For Patchwork River, his sixth studio album in just four years, stalwart country artist Jim Lauderdale enlisted an unlikely collaborator in the Grateful Dead’s Robert Hunter. Though Lauderdale’s mastery of traditional country conventions have never quite gelled with the genre’s mainstream trends, Patchwork River nevertheless stands as one of his more “alt”-leaning records. Working with Hunter has pushed Lauderdale’s sound in a decisively more classic-rock direction, but that doesn’t make his songwriting or his performances any less potent or any less steeped in the tried-and-true genre forms that he does so well.
An economic use of language has long been one of Lauderdale’s trademarks as a songwriter, and that makes his collaboration with Hunter all the more productive. Lauderdale provides a balance to some of Hunter’s more winding, stoner-rock digressions. The protracted metaphor of “El Dorado” impresses for its overall restraint: The parallels between the well-known myth and a romantic ideal are played relatively straight, leaving room for actual listener interpretation.
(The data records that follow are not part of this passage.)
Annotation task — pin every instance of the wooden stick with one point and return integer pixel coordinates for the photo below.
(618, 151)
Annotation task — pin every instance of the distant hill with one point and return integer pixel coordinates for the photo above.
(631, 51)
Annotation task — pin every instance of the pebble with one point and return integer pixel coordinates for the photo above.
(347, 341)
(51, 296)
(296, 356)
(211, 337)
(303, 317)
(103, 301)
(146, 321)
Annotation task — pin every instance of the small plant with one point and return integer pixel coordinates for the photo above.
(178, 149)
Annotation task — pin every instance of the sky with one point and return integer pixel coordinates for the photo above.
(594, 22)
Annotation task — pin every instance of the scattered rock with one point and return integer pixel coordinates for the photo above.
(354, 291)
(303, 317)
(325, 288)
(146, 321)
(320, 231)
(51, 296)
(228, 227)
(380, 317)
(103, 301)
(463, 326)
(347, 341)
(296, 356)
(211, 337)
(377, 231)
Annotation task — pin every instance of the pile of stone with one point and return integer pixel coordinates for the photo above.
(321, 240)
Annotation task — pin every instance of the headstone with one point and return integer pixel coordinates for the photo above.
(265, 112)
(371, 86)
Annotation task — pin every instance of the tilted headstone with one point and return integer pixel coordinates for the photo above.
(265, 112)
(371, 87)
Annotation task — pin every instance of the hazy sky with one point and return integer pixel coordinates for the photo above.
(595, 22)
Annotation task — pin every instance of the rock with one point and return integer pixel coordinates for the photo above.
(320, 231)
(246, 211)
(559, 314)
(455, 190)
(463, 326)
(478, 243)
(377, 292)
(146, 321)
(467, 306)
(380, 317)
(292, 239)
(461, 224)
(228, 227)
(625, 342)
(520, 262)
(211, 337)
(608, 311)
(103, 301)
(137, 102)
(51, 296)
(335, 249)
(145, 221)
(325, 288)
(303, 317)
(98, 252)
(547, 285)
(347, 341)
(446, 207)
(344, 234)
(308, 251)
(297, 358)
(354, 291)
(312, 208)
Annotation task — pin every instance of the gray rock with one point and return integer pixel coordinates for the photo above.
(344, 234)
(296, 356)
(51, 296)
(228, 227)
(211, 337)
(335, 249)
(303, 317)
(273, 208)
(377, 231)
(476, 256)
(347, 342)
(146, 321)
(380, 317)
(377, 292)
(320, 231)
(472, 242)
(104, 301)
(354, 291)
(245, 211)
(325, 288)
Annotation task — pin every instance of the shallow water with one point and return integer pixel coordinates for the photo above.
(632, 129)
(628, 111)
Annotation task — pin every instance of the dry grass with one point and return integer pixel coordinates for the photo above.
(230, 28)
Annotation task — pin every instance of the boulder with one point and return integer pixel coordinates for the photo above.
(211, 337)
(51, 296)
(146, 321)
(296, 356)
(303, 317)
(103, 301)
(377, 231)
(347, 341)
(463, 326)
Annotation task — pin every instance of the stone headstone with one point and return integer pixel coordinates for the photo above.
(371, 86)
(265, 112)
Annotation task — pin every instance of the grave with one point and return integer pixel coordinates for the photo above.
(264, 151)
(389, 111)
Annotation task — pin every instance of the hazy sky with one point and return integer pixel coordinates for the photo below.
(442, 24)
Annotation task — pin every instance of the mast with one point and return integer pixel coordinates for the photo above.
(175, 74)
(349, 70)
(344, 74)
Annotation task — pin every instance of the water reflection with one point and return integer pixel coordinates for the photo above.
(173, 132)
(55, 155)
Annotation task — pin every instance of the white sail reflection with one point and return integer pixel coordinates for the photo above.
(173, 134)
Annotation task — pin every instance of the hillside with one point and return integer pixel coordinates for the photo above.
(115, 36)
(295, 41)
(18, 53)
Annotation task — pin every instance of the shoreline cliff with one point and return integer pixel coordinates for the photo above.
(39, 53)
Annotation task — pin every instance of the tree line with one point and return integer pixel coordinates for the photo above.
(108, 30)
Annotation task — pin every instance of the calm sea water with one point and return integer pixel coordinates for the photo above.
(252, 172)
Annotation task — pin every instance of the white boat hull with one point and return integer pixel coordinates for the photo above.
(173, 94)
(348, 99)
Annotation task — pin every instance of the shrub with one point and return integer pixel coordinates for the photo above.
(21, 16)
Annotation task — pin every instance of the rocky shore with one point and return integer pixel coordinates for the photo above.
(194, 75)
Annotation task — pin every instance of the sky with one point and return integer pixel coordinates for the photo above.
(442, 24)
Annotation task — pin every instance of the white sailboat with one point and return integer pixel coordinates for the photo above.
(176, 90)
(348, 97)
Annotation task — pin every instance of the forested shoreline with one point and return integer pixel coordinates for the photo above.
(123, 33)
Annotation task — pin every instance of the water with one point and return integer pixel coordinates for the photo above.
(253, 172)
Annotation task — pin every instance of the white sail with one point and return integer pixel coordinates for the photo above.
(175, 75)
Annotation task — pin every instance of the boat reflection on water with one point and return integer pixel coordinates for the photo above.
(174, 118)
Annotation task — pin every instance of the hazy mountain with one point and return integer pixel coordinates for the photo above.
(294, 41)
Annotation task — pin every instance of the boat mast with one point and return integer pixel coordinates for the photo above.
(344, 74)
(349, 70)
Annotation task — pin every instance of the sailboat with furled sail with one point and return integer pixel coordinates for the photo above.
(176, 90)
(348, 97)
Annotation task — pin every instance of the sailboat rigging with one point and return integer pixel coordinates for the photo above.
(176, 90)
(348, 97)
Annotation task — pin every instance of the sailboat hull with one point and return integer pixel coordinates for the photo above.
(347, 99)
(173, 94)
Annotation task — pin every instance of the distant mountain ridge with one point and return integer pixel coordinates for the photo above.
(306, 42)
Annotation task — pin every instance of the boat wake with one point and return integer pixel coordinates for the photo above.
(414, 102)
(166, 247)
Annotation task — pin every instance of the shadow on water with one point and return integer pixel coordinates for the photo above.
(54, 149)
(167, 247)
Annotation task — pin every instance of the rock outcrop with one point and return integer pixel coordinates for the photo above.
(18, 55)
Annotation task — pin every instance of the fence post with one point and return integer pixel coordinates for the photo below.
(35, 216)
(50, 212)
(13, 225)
The title track works in nearly the same way, with Hunter and Lauderdale invoking Native American imagery to enhance a fairly simple narrative.
The songs that rely less heavily on Hunter’s cockeyed poetry are just as effective. There’s a real edge of danger to “Winonna,” on which Lauderdale begs a jilted lover to put away her gun. “Far in the Far Away” and “Good Together” are the set’s most straightforward country songs, bearing Lauderdale’s smart turns of phrase and sense of wit. Even on those tracks, the arrangements tend toward a harder rock sound than Lauderdale has tackled before, but the writing is robust enough to hold up to the rancor.
Always a powerful vocalist, Lauderdale is able to handle the more aggressive production. His sense of phrasing draws heavily from both the swallowed vowels of George Jones and the behind-the-beat ease of Willie Nelson, and he puts those influences to good use on standouts like “Louisville Roll” and the biting “Turn to Stone.” He even recalls the late Jerry Reed’s speak-singing on “Alligator Alley,” which skitters along a terrific bass groove and boasts some truly riotous couplets. It’s just another way that Patchwork River marks a departure for Lauderdale, but his inspired choices of collaborators and calculated risks make the record one of his most rewarding.